Scenario 2: Batch processing pipeline

# Submit preprocessing jobs for multiple datasets
datasets <- c("dataset_A", "dataset_B", "dataset_C")
prep_jobs <- lapply(datasets, function(d) {
  submit_slurm("preprocess.R", args = c("--input", d))
})

# Monitor all preprocessing
jobs_top(prep_jobs, refresh = 5)

# Wait for all to complete
lapply(prep_jobs, script_await)

# Submit analysis job that depends on preprocessing
analysis_job <- submit_slurm("analyze_results.R")
script_top(analysis_job)

Scenario 3: Troubleshooting failed jobs

job <- submit_slurm("problematic_script.R")

# Check if job completed
if (script_done(job)) {
  status <- script_status(job)
  
  if (status$error > 0) {
    cat("Job failed!

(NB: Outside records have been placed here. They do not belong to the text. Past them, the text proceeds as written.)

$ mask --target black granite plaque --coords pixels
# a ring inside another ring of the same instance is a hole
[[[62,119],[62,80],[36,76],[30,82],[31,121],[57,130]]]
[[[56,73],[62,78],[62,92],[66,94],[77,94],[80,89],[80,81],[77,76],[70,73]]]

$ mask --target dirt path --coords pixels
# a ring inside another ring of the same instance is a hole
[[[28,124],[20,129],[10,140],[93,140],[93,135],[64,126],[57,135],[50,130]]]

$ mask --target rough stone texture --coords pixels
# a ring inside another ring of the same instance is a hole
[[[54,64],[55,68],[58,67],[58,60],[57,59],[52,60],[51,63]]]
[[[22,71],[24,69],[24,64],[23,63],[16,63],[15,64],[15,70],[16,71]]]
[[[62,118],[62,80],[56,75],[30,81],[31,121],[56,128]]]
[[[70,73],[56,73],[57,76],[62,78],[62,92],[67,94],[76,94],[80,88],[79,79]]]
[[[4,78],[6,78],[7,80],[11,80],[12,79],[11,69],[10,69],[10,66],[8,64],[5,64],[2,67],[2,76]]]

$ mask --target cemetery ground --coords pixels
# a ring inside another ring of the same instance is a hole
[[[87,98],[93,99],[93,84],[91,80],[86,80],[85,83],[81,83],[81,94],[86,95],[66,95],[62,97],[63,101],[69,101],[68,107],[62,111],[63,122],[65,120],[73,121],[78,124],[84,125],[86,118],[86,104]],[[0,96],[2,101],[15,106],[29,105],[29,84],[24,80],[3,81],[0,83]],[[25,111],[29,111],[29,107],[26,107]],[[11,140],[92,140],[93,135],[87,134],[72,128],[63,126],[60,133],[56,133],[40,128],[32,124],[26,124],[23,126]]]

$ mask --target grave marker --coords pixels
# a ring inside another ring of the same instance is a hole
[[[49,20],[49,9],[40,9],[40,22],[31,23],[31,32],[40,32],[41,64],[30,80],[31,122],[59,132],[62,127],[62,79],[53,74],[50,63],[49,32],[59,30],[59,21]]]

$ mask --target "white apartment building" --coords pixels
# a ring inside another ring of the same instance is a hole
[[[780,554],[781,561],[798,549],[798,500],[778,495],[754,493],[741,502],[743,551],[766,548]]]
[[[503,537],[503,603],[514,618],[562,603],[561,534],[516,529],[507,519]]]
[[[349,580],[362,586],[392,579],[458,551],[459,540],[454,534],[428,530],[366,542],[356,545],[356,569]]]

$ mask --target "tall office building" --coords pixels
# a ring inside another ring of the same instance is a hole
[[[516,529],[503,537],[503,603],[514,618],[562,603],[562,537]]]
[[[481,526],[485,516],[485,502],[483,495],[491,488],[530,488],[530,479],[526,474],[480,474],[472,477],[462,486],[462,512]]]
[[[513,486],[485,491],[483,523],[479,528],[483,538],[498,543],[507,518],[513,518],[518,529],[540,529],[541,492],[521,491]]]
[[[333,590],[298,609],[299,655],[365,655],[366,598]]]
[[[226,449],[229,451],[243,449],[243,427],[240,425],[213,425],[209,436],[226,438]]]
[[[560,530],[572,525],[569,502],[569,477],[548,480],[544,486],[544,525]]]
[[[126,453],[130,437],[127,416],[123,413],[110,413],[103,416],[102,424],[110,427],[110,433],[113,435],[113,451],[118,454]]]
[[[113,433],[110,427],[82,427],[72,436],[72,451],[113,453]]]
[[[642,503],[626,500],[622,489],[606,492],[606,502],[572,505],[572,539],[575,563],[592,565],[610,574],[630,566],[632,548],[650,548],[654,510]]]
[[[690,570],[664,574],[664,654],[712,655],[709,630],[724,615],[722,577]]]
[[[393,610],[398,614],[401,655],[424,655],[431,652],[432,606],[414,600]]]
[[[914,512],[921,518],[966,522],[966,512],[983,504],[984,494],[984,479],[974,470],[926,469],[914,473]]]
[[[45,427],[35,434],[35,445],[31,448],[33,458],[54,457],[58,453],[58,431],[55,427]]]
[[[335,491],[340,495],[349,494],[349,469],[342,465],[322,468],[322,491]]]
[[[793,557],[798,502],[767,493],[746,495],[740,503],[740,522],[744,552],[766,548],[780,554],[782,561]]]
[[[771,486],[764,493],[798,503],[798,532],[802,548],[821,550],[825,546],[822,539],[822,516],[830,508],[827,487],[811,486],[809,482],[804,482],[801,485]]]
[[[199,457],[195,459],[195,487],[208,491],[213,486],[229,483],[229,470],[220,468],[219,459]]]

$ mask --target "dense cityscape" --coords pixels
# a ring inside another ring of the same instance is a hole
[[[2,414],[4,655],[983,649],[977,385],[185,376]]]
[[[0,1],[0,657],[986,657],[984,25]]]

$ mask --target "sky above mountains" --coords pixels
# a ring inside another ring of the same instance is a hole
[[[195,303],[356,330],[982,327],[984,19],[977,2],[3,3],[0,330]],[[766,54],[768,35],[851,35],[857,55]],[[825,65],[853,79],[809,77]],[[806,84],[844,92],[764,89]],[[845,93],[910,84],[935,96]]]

Checking logs...\n")
    
    # View full log output for debugging
    script_tail(job, n = 500)
    
    # Get log file paths for detailed analysis
    logs <- script_logs(job)
    cat("Log files:", logs$path, "\n")
  } else {
    cat("Job completed successfully\n")
  }
}

Tips for efficient monitoring

Resource optimization

  • Monitor CPU usage: Look for jobs using less than expected CPU% - may indicate I/O bottlenecks
  • Track memory patterns: MaxRSS shows peak memory usage; compare against requested memory
  • Watch for memory leaks: Increasing AveRSS over time may indicate memory management issues

Interactive monitoring best practices

  • Use appropriate refresh rates: Fast updates (1-2s) for active debugging, slower (5-10s) for long jobs
  • Adjust log lines: More lines (nlog = 100) for detailed debugging, fewer (nlog = 10) for overview
  • Background monitoring: Use clear = FALSE when capturing output or running non-interactively

Multi-job management

  • Group related jobs: Monitor job families together with jobs_top()
  • Stagger job submission: Avoid overwhelming the scheduler with simultaneous submissions
  • Use descriptive names: Job names appear in monitoring displays—make them informative

Error handling and troubleshooting

Common monitoring issues

“Cannot fetch metrics” error: - Ensure SLURM commands (squeue, sstat, sacct) are available - Check that job ID is valid and job hasn’t been purged from SLURM records - Verify SLURM permissions and cluster connectivity

Empty log output: - Job may not have started writing output yet - Check job status—may be pending in queue - Verify output redirection in SLURM template

Memory metrics showing NA: - Some metrics unavailable until job starts running - SLURM accounting may not be enabled on cluster - Try script_metrics() directly to see raw data

Recovery strategies

Lost job objects:

# Find recent jobs
recent <- script_find_latest(pattern = "train")
job <- script_load(recent$registry[1])

Monitor jobs from different R sessions:

# Jobs persist across R sessions via registry
job_path <- "registry://script-abc123"
job <- script_load(job_path)
script_top(job)

This comprehensive monitoring system makes SLURM job management as convenient as local R execution while providing the scalability and resource management benefits of cluster computing.